Boundary Analysis

Internationalization Module User’s Guide : Chapter 7 Boundary Analysis and Tokenizing : Boundary Analysis

Boundary Analysis

RWUBreakSearch finds the locations of code point, character, word, sentence, and line breaks in text.

• Code point breaks occur before and after each code point.

• Character breaks occur between characters, as defined from the end user's perspective. For example, an accented character can be represented by a single code point or by a pair of code points (one for the base character and another for the accent symbol). Character breaks occur on either side of this logical character, regardless of the number of code points used to represent it. An RWUBreakSearch that searches for character breaks can be used to iterate over the logical characters in a string.

• Word breaks occur before and after each word. They do not occur before and after punctuation contained within a word—such as a hyphen or an apostrophe—but they do occur before and after characters that are not part of a word, such as symbols and other punctuation marks. Note that, in some languages, words are not necessarily surrounded by whitespace. An RWUBreakSearch that searches for word breaks is useful in the creation of operations that find whole words.

• Sentence breaks occur between sentences. RWUBreakSearch attempts to interpret correctly nested quotes, nested parentheses, and periods that may either end a sentence or be part of a number or abbreviation. This is a difficult task, however, and the results may not always be perfect. An RWUBreakSearch that searches for sentence breaks could be used to count the sentences in a string.

• Line breaks occur at positions where it would be appropriate to wrap text from one display line to the next. An RWUBreakSearch that searches for line breaks is useful in the creation of line-wrapping algorithms.

Instances of RWUBreakSearch are used by other classes in the Internationalization Module to find breaks in text in a locale-sensitive manner. For example, RWUStringSearch performs flexible, collation-based string searches, using the rules encapsulated by an RWUCollator and an optional RWUBreakSearch to determine if and where a match occurs (“Locale-Sensitive String Searching”). Similarly, RWURegularExpression uses an RWUBreakSearch internally to find break-related matches (“Regular Expression String Searching”).

Creating an RWBreakSearch

RWUBreakSearch objects are created given:

• the type of boundary to be analyzed. The BreakType enum specifies the type of boundary. The enumerated values are CodePoint, Line, Sentence, Word, and Character.

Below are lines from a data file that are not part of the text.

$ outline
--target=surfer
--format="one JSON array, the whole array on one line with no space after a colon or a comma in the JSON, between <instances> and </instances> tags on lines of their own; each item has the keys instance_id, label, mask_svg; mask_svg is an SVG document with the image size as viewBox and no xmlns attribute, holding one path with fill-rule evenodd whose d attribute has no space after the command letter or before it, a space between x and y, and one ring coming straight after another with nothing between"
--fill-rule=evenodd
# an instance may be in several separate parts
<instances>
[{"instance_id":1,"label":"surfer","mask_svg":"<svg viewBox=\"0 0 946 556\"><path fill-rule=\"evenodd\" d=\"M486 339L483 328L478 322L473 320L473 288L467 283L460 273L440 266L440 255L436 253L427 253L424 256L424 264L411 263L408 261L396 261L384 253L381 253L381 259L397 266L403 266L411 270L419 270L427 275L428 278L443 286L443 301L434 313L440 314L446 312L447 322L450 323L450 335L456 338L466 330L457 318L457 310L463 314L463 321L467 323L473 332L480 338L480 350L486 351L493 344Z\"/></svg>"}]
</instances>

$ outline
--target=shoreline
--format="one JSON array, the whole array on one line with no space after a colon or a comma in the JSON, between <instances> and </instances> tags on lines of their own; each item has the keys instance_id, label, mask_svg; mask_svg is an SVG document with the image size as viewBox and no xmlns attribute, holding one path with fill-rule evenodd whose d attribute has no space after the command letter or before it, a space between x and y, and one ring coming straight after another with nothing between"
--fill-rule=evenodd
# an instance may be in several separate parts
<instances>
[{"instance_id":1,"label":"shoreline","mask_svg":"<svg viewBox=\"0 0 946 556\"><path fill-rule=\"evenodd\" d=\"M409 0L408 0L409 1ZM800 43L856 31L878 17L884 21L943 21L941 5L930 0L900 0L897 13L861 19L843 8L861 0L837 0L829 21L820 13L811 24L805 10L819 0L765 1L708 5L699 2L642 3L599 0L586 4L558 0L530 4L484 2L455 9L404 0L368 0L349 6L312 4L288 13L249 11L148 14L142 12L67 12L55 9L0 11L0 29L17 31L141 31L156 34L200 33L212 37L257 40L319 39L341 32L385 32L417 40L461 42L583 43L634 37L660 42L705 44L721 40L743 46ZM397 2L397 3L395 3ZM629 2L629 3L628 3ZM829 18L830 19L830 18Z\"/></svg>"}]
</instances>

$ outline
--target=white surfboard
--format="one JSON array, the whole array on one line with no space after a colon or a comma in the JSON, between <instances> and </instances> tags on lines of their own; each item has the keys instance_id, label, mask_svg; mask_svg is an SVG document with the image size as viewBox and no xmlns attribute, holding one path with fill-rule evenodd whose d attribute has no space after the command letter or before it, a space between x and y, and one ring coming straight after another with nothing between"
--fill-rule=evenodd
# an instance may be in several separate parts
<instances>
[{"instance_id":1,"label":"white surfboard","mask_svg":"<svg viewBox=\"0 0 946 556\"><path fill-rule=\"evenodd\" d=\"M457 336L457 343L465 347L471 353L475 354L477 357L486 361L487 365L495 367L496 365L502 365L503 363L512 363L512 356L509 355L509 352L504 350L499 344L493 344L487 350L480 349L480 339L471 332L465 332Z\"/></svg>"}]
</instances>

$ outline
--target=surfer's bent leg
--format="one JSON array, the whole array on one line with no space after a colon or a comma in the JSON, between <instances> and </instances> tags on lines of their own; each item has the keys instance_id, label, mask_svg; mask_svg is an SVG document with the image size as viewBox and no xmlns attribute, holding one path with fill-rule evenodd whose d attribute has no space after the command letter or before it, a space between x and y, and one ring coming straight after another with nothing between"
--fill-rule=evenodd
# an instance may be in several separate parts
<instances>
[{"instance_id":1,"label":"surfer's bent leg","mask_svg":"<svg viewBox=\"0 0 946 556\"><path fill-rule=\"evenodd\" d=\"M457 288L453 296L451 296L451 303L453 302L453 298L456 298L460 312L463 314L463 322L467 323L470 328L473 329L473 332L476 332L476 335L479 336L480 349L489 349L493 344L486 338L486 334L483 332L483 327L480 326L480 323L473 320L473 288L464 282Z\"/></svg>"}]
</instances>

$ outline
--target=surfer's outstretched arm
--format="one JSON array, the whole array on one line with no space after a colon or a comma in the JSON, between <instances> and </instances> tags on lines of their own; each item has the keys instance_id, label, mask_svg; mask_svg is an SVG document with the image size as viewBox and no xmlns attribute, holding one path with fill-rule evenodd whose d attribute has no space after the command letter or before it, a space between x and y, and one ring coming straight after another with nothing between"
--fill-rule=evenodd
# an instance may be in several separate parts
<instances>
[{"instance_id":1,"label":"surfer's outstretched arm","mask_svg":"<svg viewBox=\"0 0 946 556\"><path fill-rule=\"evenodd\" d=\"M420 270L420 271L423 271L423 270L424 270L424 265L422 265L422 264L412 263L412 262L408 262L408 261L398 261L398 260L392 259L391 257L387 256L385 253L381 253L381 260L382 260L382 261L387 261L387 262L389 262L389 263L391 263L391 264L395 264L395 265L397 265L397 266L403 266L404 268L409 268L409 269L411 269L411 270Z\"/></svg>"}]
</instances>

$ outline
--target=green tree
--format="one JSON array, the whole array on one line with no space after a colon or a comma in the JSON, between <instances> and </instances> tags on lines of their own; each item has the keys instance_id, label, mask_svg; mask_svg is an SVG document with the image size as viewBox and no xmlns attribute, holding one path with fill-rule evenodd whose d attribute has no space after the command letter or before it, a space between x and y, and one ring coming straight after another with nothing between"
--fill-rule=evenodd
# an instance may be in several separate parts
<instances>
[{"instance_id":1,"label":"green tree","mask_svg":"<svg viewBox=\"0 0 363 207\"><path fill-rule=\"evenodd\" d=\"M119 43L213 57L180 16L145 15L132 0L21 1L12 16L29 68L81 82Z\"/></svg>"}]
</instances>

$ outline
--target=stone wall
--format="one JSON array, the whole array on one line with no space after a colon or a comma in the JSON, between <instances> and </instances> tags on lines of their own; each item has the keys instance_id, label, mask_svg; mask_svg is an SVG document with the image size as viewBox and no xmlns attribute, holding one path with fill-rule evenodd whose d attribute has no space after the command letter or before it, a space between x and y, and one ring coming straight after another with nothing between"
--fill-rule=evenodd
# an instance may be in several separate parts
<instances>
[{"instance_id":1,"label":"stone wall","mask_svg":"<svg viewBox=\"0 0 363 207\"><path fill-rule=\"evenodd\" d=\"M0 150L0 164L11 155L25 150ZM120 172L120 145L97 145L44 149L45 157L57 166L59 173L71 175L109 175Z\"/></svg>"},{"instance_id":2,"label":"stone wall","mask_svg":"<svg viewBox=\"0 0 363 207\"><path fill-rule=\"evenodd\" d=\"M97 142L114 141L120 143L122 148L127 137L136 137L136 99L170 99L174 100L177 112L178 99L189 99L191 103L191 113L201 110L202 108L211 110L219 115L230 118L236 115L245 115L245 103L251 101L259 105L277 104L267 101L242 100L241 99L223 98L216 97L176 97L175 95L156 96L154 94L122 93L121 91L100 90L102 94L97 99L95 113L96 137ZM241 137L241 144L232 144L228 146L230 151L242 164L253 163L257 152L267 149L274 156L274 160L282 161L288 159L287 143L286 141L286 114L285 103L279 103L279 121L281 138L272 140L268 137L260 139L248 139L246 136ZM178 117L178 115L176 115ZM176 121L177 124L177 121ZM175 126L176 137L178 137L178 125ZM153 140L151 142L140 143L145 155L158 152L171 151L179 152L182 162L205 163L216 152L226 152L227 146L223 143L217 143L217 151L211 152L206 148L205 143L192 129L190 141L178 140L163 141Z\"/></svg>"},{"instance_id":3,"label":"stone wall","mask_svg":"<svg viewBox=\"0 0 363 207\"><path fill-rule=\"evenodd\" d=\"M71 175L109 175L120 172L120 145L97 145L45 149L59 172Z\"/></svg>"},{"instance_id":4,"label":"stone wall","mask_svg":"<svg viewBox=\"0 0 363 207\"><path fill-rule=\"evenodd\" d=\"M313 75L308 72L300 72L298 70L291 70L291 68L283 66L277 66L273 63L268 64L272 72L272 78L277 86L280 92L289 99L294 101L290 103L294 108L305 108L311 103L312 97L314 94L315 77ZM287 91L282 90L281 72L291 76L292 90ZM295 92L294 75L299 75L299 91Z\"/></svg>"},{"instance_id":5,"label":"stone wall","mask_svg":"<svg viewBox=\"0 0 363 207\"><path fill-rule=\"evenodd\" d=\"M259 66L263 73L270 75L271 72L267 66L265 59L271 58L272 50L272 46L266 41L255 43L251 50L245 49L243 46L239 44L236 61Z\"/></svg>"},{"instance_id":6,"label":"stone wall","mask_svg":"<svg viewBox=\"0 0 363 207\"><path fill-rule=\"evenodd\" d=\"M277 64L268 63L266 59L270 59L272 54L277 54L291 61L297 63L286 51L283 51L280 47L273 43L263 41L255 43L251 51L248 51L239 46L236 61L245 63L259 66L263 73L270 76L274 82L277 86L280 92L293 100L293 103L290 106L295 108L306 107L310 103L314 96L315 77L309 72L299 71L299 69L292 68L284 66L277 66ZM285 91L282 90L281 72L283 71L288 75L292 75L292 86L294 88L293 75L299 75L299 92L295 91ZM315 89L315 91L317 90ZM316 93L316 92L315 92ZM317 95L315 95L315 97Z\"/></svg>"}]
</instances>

• an RWUString that provides text for processing

• (optional) a locale name. If no locale is specified, then the current default locale is used.

For example, this code creates an RWUBreakSearch that can be used to search the RWUString myString for character breaks based on the current default locale:

RWUBreakSearch searcher(RWUBreakSearch::Character, myString);

Using an RWBreakSearch

Once a break search is instantiated, breaks can be queried using first(), last(), next(), and previous() methods. An RWUBreakSearch object maintains a current position. Initially, the current position is the start of the source string. Calls to first(), last(), next(), and previous() alter the current position.

NOTE >>	Breaks are interpreted as being between characters, immediately to the left of the current position.

For example, the following code counts the number of sentences in a string:

RWUConversionContext context("UTF-8"); //1

RWUString str("Unicode 3.2 is a minor version of the " //2

"Unicode Standard. It overrides certain features of "

"Unicode 3.1, and adds a significant number of coded "

"characters.");

RWUBreakSearch searcher(RWUBreakSearch::Sentence, str); //3

RWUConstStringIterator iter = str.beginCodeIterator(); //4

RWUConstStringIterator end = str.endCodePointIterator(); //5

int count = 0;

while (iter != end) {

++count; //6

iter = searcher.next();

} // while

std::cout << "Found " << count << " sentences." << std::endl;

//1 Indicates that source and target strings are encoded as UTF-8.

//2 Initializes a Unicode string.

//3 Creates an RWUBreakSearch capable of finding sentence breaks, based on the default locale.

//4 Finds the beginning of the first sentence.

//5 Finds the end of the last sentence.

//6 Counts the sentences in the string.

Note that for all types of break searches, breaks often occur both before and after each unit being queried. For example, there are a total of four character breaks in the string abc. There is a break before the a, before the b, before the c, and after the c. This may require special handling of the ends of strings. For example, consider the following loop:

RWUString str;

RWUBreakSearch searcher(RWUBreakSearch::Character, str);

RWUConstStringIterator it;

for (it = searcher.first();

it != str.endCodePointIterator();

it = searcher.next())

{...}

If the character break that is located at the str.endCodePointIterator() position (like the break after the c above) should be processed, then you must take care to process it outside the body of the loop.

Direct Queries

RWUBreakSearch supports direct boundary queries using the isBreak() method. This method returns true if a given string position is a break. For example, this code tests whether there is a sentence break immediately to the left of the 12th code point in str:

RWUString str;

RWUBreakSearch searcher(RWUBreakSearch::Sentence, str);

RWUConstStringIterator it = str.beginCodePointIterator();

it.advanceCodePoints(11);

if (searcher.isBreak(it)) {

// Do something here...

}